Looking out at the dock.
It was still pretty early when we got settled in…a perfect opportunity for a nap while the rain finally started in earnest. We enjoyed a lazy day of watching dvds, playing cards, and exploring our immediate surroundings (with the added bonus of day drinking because we walked everywhere!), including the little playground next door at Marshside Mama’s. Much to Jack’s (ok, and mine) delight, they had an old-school, metal merry-go-round like those from the days of my youth that I thought had more or less been outlawed by the playground safety police. (image found online, not a pic of actual one we played on)
Vacationing with Tyler Rule # 31, if you see a historical sign, pose with it for picture:
Jack looks like he is practicing his Abercrombie & Fitch catalog pose
This was a little raised oyster shell area just off the boat launch. If you look closely, you can see two horseshoe crabs mating in the surf, so technically, Jack was still getting some maritime education despite skipping a school day.
On Saturday, Tyler called around to rent a golf cart. One place answered that they didn’t have any left and suggested (who else?) Bloody Point. The gal, Brandy, was even nice enough to offer to pick Tyler up when she was out and about later (Tyler did not take my advice to thank her by saying she was a “fine girl.”). That’s on par with Tybee randomium levels in my book.
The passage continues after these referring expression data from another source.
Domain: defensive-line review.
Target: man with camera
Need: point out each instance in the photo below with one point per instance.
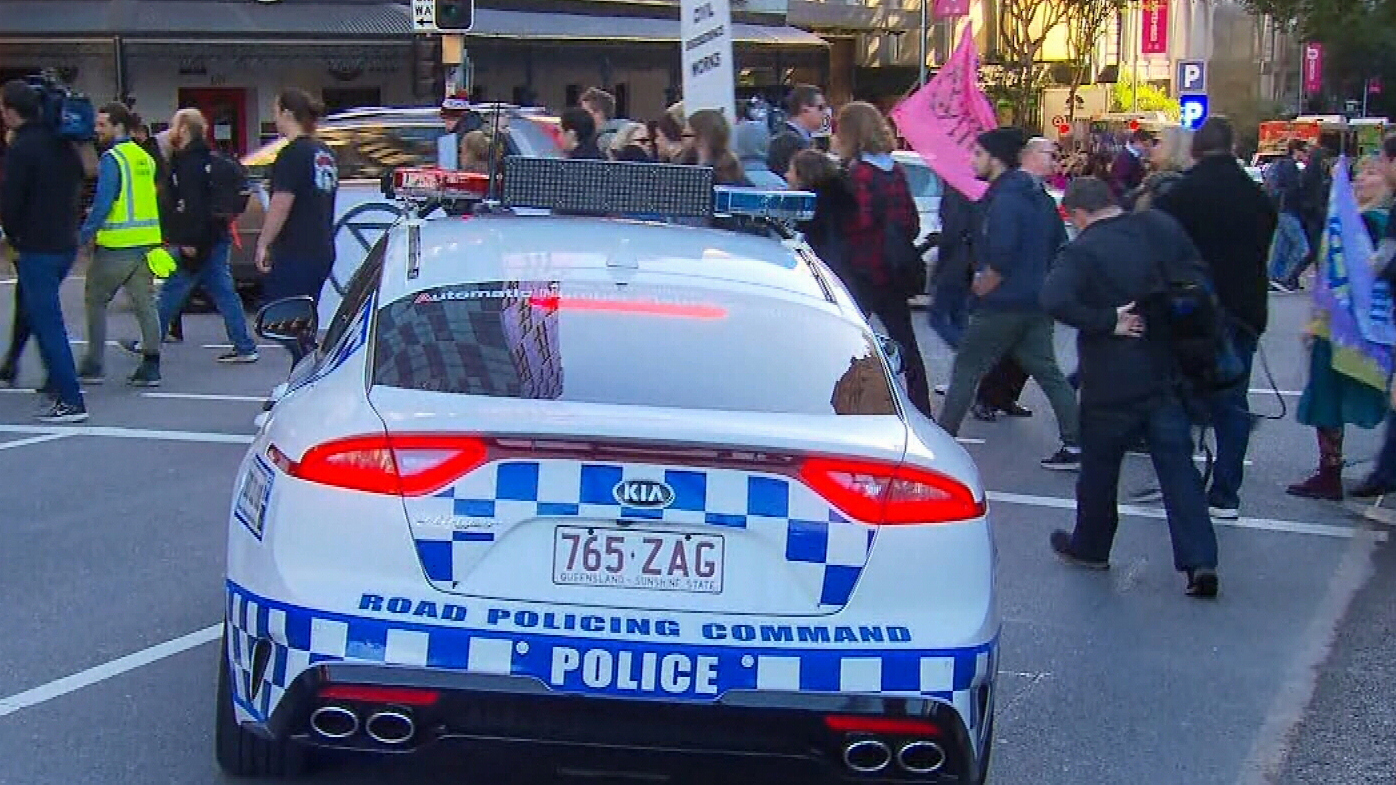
(39, 214)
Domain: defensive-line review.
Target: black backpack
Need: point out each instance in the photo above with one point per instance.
(1185, 313)
(228, 185)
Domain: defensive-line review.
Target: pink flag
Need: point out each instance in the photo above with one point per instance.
(944, 118)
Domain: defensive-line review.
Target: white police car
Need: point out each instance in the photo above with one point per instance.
(564, 483)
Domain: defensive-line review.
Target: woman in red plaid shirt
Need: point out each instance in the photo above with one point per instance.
(884, 222)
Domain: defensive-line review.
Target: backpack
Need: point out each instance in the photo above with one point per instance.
(1185, 313)
(229, 187)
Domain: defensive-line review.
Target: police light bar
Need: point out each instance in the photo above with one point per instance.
(426, 183)
(760, 203)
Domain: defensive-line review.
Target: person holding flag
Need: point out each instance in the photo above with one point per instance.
(1350, 335)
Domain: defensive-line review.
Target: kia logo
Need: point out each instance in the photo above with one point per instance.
(645, 493)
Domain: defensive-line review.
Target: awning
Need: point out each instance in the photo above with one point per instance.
(328, 20)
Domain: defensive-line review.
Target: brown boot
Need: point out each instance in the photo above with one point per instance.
(1328, 482)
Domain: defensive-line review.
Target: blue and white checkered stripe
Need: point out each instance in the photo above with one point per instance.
(822, 546)
(302, 637)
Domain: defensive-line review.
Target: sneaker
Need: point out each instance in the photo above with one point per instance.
(1064, 460)
(1202, 583)
(60, 412)
(148, 375)
(1061, 546)
(235, 356)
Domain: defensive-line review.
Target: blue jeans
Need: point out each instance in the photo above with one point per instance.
(1231, 419)
(949, 313)
(41, 274)
(217, 278)
(1106, 432)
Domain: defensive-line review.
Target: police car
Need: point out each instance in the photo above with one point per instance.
(561, 485)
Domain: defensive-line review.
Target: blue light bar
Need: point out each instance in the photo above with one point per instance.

Since she wasn’t really an ax murderer, Tyler returned a little later and we had the afternoon to explore the island by golf cart.
Added to the list of modes of transportation that Krypto doesn’t like: golf carts.
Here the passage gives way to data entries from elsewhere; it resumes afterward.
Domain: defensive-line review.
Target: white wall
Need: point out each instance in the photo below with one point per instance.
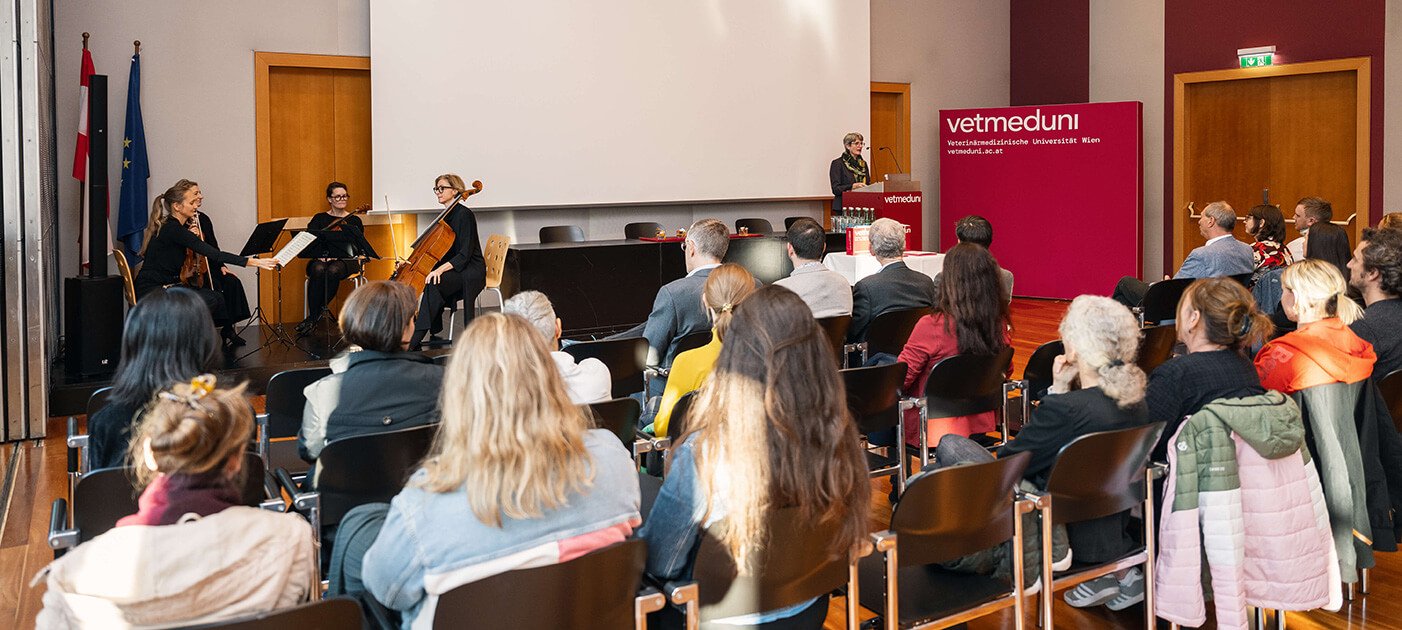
(196, 91)
(954, 54)
(1127, 65)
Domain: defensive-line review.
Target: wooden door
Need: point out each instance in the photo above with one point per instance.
(314, 128)
(1293, 131)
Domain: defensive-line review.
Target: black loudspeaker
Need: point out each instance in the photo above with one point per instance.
(93, 319)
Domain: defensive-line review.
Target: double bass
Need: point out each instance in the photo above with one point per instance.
(431, 247)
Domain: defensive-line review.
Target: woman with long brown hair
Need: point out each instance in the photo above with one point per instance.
(970, 319)
(770, 430)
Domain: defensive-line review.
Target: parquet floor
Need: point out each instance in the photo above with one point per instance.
(34, 476)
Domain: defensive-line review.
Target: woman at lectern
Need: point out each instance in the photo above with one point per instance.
(848, 170)
(463, 271)
(180, 250)
(330, 267)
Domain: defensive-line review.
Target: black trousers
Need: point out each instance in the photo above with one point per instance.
(324, 281)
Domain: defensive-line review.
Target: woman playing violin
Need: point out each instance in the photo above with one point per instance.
(178, 235)
(463, 271)
(331, 263)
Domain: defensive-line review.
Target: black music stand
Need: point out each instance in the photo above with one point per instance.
(262, 242)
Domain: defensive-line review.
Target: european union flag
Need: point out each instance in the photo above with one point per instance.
(131, 213)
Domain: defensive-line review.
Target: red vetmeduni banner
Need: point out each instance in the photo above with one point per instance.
(1063, 187)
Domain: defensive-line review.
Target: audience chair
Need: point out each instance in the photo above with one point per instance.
(754, 226)
(334, 613)
(281, 421)
(1155, 347)
(1161, 300)
(104, 496)
(641, 230)
(561, 235)
(963, 385)
(1101, 474)
(836, 330)
(599, 590)
(874, 400)
(888, 333)
(787, 571)
(625, 359)
(948, 514)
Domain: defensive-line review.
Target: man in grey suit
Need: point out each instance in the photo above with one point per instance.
(825, 291)
(892, 288)
(1221, 256)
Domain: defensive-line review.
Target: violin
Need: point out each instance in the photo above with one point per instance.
(431, 247)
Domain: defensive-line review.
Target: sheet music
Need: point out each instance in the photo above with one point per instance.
(295, 247)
Despite the numerous signs posted prohibiting non-licensed drivers of golf carts, we let Jack take a turn driving and he loved it.
In addition to the island’s natural beauty, there is really quite a bit to see, from cemeteries and tabby ruins to a winery and a surprisingly large community garden with cows, chickens, goats, and more.
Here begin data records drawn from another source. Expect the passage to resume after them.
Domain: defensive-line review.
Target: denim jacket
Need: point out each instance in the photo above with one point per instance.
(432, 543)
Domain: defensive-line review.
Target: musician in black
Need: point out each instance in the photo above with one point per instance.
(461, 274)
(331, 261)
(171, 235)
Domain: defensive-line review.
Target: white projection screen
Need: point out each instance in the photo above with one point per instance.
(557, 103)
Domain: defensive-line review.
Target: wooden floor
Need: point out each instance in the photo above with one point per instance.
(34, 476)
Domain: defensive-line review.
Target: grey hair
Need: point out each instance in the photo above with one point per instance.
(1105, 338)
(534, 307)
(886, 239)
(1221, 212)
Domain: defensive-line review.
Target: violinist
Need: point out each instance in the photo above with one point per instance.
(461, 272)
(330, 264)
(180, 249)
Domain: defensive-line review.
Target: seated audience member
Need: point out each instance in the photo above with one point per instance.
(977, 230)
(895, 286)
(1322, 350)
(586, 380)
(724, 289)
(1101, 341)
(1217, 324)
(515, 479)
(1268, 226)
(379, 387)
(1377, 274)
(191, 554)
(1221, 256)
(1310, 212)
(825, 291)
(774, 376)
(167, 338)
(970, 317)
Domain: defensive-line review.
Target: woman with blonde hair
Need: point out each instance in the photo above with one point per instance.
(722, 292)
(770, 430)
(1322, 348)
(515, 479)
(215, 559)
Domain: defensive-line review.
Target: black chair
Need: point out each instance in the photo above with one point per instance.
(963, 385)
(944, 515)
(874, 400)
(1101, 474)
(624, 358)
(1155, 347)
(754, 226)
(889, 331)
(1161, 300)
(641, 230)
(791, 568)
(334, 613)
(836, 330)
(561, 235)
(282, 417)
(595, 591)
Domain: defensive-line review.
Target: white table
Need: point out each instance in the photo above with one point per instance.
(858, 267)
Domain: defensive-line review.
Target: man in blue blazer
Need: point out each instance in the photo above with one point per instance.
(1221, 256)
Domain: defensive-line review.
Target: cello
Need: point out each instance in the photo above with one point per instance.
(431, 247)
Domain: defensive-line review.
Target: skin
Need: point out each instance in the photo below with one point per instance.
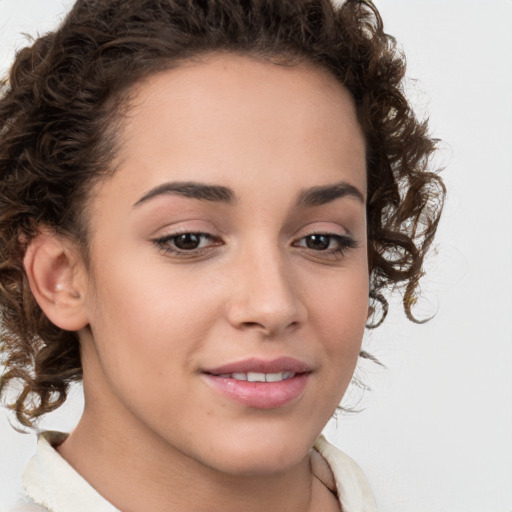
(152, 320)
The winery did not appear to be open.
We stopped at the main stretch of beach, with seafoam spray and huge homes reminiscent of the California coastline (except these millionaires also have minions to grocery shop by boat to Hilton Head!).
We popped into the Freeport Marina for cokes and poked around at the general store. I discovered that they do have a liquor store on the island, so I was relieved on behalf of the residents. It’s a tiny little cottage with steps, which made me think perhaps an ADA-compliance lawsuit would be in order and I could retire rich and get some grocery-shopping minions of my own.
The Old Daufuskie Crab Company is in the same vicinity and we decided to stop for a bite to eat. There were a bunch of fraternity brahs playing beer pong in the rain by the tiki hut bar and a big sign saying “no dogs allowed inside,” but because
no one else was eating there Krypto is so cute, the manager allowed us to sit inside.
They had some cool artifacts on display from Daufuskie’s hey dey as an oyster harvesting community.
I’m pretty sure every state in the US has a city named Marion…Daufuskie even has streets named after us!
Saturday night, Tyler and I ducked out to Marshside Mama’s for a beer. Good times!
This sign just made me laugh.
All in all, it was a great weekend. When you live somewhere that throws a parade almost every other weekend, sometimes it’s nice to go somewhere super laid back. Getting away helped me better appreciate what we do have, like an amazing elementary school, a bridge (albeit prone to accidents and closures), a grocery store, and ADA-accessible liquor stores.